Esas cifras en realidad fueron y son vidas humanas: son hombres y mujeres, unidos por infinitos lazos a otros hombres y mujeres que lloran su muerte, que los y las buscan sin descanso, que exigen justicia y dignidad. Para descorrer la cortina de humo de los números hace falta ver y escuchar, hace falta acercar los corazones y construir comunidad. Y eso es precisamente lo que pasó en la Caravana por la Paz por los Estados Unidos. De entre todas las historias que se pueden relatar sobre la Caravana (y espero escribir muchas más), comienzo con esta, pequeña y muy personal.
Desde el primer día en la Caravana escuché varios testimonios. Los fríos números adquirieron realidad. En manifestaciones públicas, marchas y conferencias de prensa, repletas de cámaras y micrófonos, estaban las voces y los rostros de muertos, muertas, desaparecidos y desaparecidas. En situaciones más íntimas, como los largos trayectos que recorría el camión, las incontables sobremesas y las noches en vela en parques e iglesias, esas voces y rostros seguían presentes. Escuché a Doña Mari hablar de sus cuatro hijos desaparecidos, vi las fotografías del hijo desaparecido de Melchor y de la hija asesinada de Margarita, escuché a María hablar de su esposo desaparecido... Al principio es sobrecogedor (por decir lo menos) enfrentarse a sucesos tan terribles en voz de quienes los padecen y poder ver sus ausencias frente a frente. Y después, uno necesariamente se quiebra: el corazón no puede soportalo, se rompe y fragmenta. Varias veces lloré de impotencia y tristeza. Vivir el dolor de los demás como mío no fue más una idea: en verdad pude sentirlo.
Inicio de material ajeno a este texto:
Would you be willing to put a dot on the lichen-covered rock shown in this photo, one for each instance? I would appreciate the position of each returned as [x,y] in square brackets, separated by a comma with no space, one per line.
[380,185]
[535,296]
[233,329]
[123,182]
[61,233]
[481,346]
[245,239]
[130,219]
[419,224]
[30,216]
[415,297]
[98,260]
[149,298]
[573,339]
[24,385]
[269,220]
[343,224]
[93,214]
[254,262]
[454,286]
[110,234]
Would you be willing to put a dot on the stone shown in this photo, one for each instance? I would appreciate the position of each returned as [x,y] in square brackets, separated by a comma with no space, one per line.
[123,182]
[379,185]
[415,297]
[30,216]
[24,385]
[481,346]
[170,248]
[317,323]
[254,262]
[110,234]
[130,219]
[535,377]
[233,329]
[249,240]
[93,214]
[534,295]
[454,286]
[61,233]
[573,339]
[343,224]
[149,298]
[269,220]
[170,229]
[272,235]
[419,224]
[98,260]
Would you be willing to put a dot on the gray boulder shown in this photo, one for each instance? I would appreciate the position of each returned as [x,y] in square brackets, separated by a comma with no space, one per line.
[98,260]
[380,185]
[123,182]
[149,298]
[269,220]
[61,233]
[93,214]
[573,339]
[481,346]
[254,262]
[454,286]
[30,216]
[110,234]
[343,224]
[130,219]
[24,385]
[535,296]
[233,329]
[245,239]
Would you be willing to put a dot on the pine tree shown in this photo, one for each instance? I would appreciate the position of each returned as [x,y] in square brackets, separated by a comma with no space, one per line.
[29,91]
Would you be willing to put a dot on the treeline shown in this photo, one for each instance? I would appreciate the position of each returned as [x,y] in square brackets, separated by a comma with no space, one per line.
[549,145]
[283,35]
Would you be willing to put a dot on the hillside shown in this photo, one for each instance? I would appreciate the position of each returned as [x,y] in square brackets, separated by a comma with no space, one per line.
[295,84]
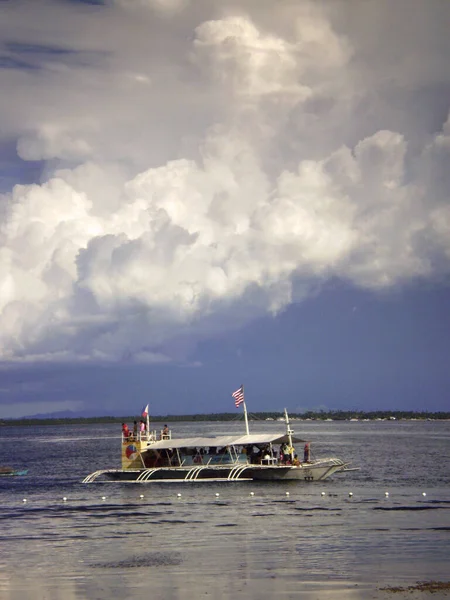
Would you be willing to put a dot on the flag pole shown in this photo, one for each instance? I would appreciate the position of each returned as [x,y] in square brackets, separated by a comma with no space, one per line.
[245,413]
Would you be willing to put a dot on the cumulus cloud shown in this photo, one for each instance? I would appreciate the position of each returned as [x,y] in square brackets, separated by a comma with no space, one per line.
[203,181]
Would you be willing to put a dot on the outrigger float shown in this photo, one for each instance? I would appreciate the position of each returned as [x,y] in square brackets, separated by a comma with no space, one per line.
[152,456]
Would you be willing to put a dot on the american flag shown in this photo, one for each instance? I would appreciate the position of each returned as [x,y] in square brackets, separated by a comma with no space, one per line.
[238,396]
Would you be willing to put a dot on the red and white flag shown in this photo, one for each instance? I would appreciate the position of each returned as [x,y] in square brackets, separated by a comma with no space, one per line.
[238,396]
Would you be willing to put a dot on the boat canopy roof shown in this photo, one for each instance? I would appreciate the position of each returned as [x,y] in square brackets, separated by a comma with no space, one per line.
[225,440]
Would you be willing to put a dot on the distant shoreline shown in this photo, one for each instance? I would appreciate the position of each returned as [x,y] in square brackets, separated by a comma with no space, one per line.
[260,416]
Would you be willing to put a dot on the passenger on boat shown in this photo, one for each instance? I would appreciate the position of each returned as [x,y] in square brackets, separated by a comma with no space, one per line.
[306,453]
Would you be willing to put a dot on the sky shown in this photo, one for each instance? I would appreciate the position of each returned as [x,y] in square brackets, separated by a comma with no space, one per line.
[199,194]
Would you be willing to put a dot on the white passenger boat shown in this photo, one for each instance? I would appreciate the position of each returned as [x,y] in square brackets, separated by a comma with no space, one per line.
[157,456]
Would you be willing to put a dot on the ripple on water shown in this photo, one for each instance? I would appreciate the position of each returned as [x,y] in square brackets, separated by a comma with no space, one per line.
[155,559]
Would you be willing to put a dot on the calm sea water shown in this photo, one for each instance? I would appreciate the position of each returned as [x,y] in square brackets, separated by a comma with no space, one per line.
[236,545]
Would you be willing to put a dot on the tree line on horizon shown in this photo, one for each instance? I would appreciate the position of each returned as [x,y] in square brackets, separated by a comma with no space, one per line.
[335,415]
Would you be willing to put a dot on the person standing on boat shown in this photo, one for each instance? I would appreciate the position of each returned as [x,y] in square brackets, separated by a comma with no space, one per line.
[306,453]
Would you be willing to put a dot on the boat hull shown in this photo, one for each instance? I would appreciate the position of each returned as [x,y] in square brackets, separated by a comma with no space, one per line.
[305,473]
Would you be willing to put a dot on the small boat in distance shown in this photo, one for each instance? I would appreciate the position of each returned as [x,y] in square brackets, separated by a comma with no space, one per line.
[10,472]
[150,456]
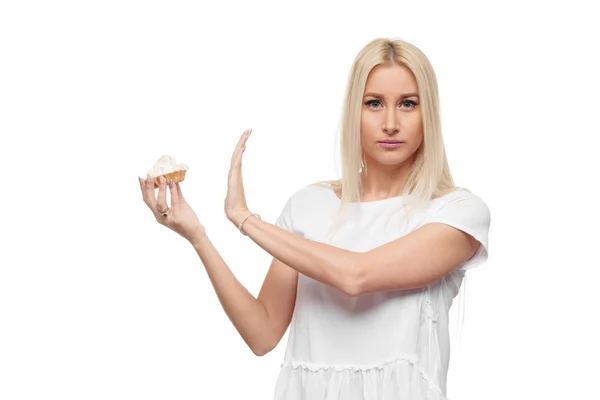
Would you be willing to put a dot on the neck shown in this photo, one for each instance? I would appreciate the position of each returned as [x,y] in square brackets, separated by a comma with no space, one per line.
[381,183]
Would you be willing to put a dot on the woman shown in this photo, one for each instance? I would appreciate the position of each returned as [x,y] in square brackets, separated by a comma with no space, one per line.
[367,266]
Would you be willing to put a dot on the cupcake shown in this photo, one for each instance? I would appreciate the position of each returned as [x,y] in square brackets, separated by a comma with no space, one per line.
[167,167]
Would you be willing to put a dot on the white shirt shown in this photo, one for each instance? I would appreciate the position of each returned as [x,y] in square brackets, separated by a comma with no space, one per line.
[378,346]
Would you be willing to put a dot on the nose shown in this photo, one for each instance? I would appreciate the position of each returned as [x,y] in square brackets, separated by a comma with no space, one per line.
[391,124]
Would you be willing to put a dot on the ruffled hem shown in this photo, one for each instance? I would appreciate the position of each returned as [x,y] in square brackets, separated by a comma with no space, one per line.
[398,379]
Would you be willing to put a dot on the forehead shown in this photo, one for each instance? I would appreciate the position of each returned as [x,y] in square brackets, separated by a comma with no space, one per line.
[391,80]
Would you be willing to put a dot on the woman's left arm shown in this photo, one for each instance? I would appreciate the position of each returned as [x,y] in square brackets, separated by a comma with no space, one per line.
[327,264]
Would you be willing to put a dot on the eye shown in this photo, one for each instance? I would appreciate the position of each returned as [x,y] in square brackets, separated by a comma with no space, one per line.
[371,102]
[409,102]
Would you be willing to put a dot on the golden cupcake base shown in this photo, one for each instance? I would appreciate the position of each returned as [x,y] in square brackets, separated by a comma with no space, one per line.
[177,176]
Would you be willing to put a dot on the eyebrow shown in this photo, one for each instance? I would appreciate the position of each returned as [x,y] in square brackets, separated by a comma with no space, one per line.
[404,96]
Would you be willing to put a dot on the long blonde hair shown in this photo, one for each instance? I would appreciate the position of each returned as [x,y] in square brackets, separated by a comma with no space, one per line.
[429,176]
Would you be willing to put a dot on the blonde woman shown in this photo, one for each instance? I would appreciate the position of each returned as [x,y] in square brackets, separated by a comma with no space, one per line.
[364,268]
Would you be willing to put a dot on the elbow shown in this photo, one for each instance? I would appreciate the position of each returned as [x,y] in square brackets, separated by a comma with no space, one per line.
[261,349]
[353,284]
[259,352]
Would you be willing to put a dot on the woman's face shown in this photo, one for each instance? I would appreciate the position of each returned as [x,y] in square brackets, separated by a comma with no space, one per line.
[391,111]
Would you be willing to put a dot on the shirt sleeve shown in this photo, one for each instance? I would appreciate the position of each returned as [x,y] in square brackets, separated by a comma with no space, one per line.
[284,221]
[470,214]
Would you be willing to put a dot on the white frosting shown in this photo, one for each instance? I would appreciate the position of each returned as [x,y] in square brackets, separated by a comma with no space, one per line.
[165,165]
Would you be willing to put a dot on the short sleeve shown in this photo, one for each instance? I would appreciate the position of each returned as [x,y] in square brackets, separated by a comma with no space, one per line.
[470,214]
[284,221]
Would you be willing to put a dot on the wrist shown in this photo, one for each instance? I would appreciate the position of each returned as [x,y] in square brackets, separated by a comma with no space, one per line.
[198,239]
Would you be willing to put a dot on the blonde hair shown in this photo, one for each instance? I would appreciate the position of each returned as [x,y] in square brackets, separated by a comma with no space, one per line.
[429,176]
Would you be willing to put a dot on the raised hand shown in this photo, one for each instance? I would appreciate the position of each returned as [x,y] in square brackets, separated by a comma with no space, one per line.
[235,202]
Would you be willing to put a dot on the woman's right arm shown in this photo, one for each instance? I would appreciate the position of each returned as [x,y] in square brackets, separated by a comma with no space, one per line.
[261,322]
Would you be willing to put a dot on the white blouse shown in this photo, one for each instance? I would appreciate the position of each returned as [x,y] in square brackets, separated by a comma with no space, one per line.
[378,346]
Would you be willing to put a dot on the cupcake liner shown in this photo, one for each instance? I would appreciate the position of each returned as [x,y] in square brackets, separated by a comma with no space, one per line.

De San Diego a Washington DC, la Caravana llevó a sus seres queridos entre nuestros brazos. Durante un mes, presentes y ausentes vivimos y viajamos juntos: soportamos juntos el sol de Arizona y la lluvia en Toledo, comimos y dormimos juntos, marchamos juntos por las calles de Atlanta, Chicago y Nueva York, también reimos, bailamos y tuvimos esperanza juntos. Luchamos juntos, sin importar nuestra nacionalidad: ver de cerca que muchísimos estadounidenses luchan con pasión y convicción contra las injusticias que su propio gobierno impone a su propia gente fue terrible y hermoso, como es hermoso y terrible a la vez que la desgracia construya solidaridad. Todos y todas cargamos fotos, mantas y estandartes; todos y todas alzamos la voz y hasta la perdimos, a veces, por el asombro, la conmoción o haber gritado demasiadas consignas. Y estoy segura de que en varios afortunados momentos todos nuestros corazones también fueron uno.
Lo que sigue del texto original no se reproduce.